Closed mariomulansky closed 9 years ago
As far as i can tell, it should be possible to test all your solvers like this. Lately, I created a script to demonstrate this idea on my git page. Here's the output with the newest odeint version. The elements of the martix show the error of solving x'(t)=t^p
from 0
to 1
with 10
steps of size 0.1
If the solvers are implemented correctly, the errors will be just due to machine precision if p+1 <= ord
, wich happens to be around 10^-16
for dobles, see wiki.
Yes, this is a very nice idea. If you want, we would very much appreciate if you could convert this code into a unit test with boost.test. Using https://github.com/headmyshoulder/odeint-v2/blob/master/test/numeric/runge_kutta.cpp as a starting point this seems possible without too much effort I think. I'd happily merge a pull request :)

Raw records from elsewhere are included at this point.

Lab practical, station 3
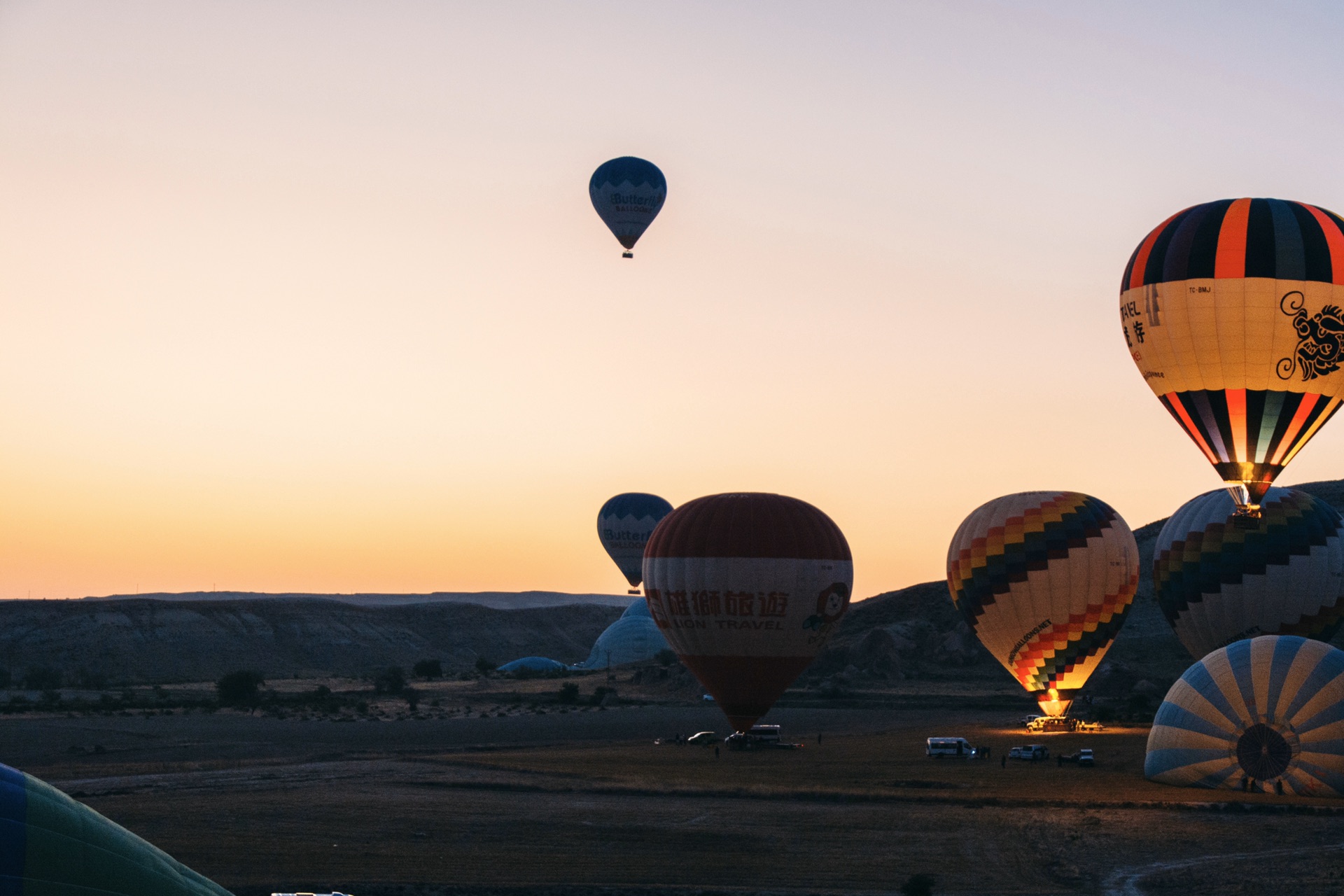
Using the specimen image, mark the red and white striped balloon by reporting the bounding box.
[644,493,853,731]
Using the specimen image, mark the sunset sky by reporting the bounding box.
[0,0,1344,598]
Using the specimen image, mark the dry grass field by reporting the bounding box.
[0,682,1344,896]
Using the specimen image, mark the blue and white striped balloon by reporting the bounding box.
[1144,636,1344,797]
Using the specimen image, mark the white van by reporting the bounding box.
[925,738,976,759]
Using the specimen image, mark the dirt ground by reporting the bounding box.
[0,682,1344,896]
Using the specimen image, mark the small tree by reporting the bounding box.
[374,666,406,693]
[412,659,444,678]
[215,669,266,706]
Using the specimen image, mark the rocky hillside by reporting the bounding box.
[85,591,638,610]
[0,598,621,687]
[0,481,1344,696]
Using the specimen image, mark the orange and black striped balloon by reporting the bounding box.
[1119,199,1344,514]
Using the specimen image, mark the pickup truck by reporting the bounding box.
[1008,744,1050,762]
[1059,748,1097,766]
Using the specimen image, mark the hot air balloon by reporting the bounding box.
[1119,199,1344,516]
[1144,636,1344,797]
[1153,488,1344,657]
[644,493,853,731]
[0,766,228,896]
[596,491,672,594]
[589,156,668,258]
[948,491,1138,716]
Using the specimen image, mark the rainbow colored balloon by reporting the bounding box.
[948,491,1138,716]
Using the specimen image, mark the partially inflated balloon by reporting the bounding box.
[596,491,672,589]
[644,493,853,731]
[1144,636,1344,797]
[1153,488,1344,659]
[948,491,1138,716]
[589,156,668,258]
[1119,199,1344,516]
[0,766,228,896]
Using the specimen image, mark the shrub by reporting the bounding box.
[412,659,444,678]
[900,874,934,896]
[76,669,108,690]
[23,666,63,690]
[374,666,406,693]
[215,669,266,706]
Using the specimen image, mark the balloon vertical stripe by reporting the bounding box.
[1214,199,1252,279]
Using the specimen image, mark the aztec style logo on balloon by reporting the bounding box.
[1278,289,1344,382]
[1119,199,1344,519]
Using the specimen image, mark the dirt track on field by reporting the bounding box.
[10,706,1344,896]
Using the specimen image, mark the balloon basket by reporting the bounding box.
[1027,716,1106,735]
[1233,506,1261,529]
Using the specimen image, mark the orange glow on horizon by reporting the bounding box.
[0,0,1344,599]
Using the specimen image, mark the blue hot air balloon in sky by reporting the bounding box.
[596,491,672,594]
[589,156,668,258]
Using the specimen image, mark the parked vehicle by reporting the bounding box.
[925,738,976,759]
[723,725,802,750]
[1059,748,1097,766]
[1008,744,1050,762]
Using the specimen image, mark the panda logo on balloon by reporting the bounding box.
[802,582,849,636]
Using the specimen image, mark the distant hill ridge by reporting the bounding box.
[0,479,1344,684]
[82,591,640,610]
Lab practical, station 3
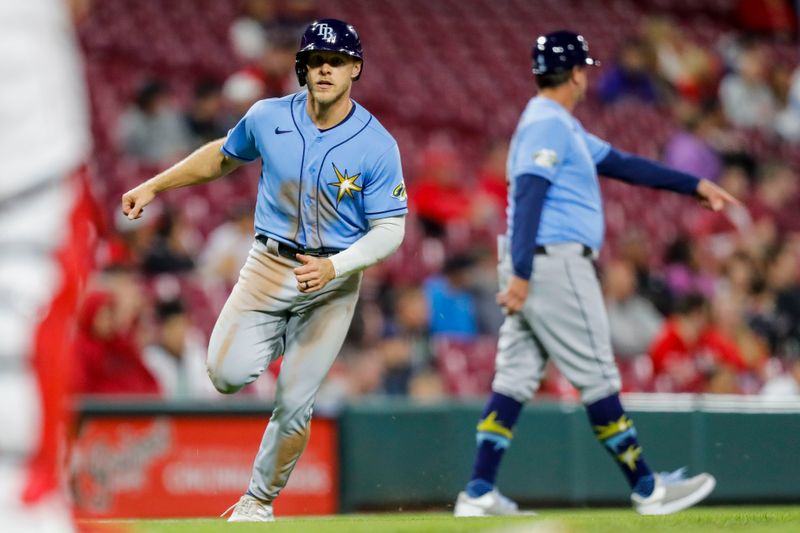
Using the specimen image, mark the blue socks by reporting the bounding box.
[467,392,522,498]
[586,394,655,497]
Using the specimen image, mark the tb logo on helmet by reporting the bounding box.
[316,24,336,43]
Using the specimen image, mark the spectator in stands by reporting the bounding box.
[765,242,800,357]
[719,42,777,132]
[664,235,715,297]
[222,69,267,129]
[254,30,300,97]
[642,17,719,103]
[664,100,722,181]
[478,139,508,218]
[711,293,769,388]
[387,287,433,370]
[598,37,660,105]
[76,291,159,395]
[775,67,800,143]
[117,80,191,165]
[142,209,194,276]
[377,337,414,396]
[144,299,214,400]
[470,248,505,336]
[228,0,276,62]
[408,147,473,236]
[650,294,746,392]
[692,161,759,261]
[617,229,672,316]
[476,139,508,236]
[424,255,478,340]
[98,263,148,338]
[408,370,445,403]
[186,80,227,148]
[761,357,800,398]
[748,162,800,236]
[603,260,664,359]
[198,205,254,286]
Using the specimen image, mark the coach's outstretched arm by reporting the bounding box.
[122,139,246,220]
[596,148,742,211]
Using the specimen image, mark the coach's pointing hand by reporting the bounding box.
[497,276,528,315]
[697,180,742,211]
[294,254,336,294]
[122,182,156,220]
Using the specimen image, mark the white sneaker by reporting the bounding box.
[453,489,536,517]
[631,468,717,515]
[220,494,275,522]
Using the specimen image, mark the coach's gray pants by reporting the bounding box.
[492,239,620,404]
[208,241,361,502]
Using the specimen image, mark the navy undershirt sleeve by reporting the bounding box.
[597,148,700,195]
[511,174,550,279]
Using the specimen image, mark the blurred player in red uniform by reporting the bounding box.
[0,0,91,532]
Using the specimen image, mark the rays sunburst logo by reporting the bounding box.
[328,163,363,207]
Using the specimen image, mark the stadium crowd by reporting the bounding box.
[75,0,800,405]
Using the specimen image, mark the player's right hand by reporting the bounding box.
[497,275,529,315]
[122,182,156,220]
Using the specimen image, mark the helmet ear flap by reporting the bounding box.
[294,54,308,87]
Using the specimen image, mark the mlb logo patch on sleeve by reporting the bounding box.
[392,182,407,200]
[533,148,558,168]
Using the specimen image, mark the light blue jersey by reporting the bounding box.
[222,91,408,250]
[507,96,611,250]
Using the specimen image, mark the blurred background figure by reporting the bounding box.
[76,291,160,396]
[185,80,228,148]
[424,255,478,339]
[229,0,276,61]
[597,38,663,104]
[198,205,255,287]
[603,261,664,359]
[0,0,95,532]
[719,42,777,131]
[117,80,192,165]
[143,299,214,400]
[650,293,746,394]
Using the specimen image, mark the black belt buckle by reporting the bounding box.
[256,233,339,261]
[534,244,594,257]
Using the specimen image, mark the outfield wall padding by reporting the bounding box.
[339,401,800,511]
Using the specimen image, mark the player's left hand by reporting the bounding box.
[696,180,742,211]
[497,275,529,315]
[294,254,336,294]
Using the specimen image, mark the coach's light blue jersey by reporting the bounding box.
[507,96,611,250]
[222,91,408,250]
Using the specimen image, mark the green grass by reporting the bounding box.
[86,506,800,533]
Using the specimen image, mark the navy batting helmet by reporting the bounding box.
[531,31,600,75]
[294,19,364,86]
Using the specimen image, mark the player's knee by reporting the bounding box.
[492,373,541,403]
[273,395,314,433]
[206,365,245,394]
[580,376,622,405]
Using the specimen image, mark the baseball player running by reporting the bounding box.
[122,19,407,522]
[455,31,738,516]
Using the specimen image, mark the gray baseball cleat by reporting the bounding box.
[631,468,717,515]
[453,489,536,517]
[220,494,275,522]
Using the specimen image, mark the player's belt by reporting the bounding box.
[536,243,594,257]
[256,233,341,260]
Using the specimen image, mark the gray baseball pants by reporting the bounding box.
[492,238,620,404]
[207,237,361,502]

Otherwise I will go ahead and implement this myself at some point.
Thanks again for your help!
Ok, I'd like to do that myself especially because of some numerical details (e.g. choosing tolerances, appropriate steppers for initialization etc). It will take me a week or so tough because of the upcoming holidays.
great! no need to rush at all though, enjoy the holidays!
thanks. Have a nice time too:)
in light of ee3ea15d5810b6b8d8e34cfada20cb58f01ad303 one could try to check the order of the numerical algorithms by using an ODE that has a polynomial of the same degree of the order of the stepper. The approximate solution should then be exact.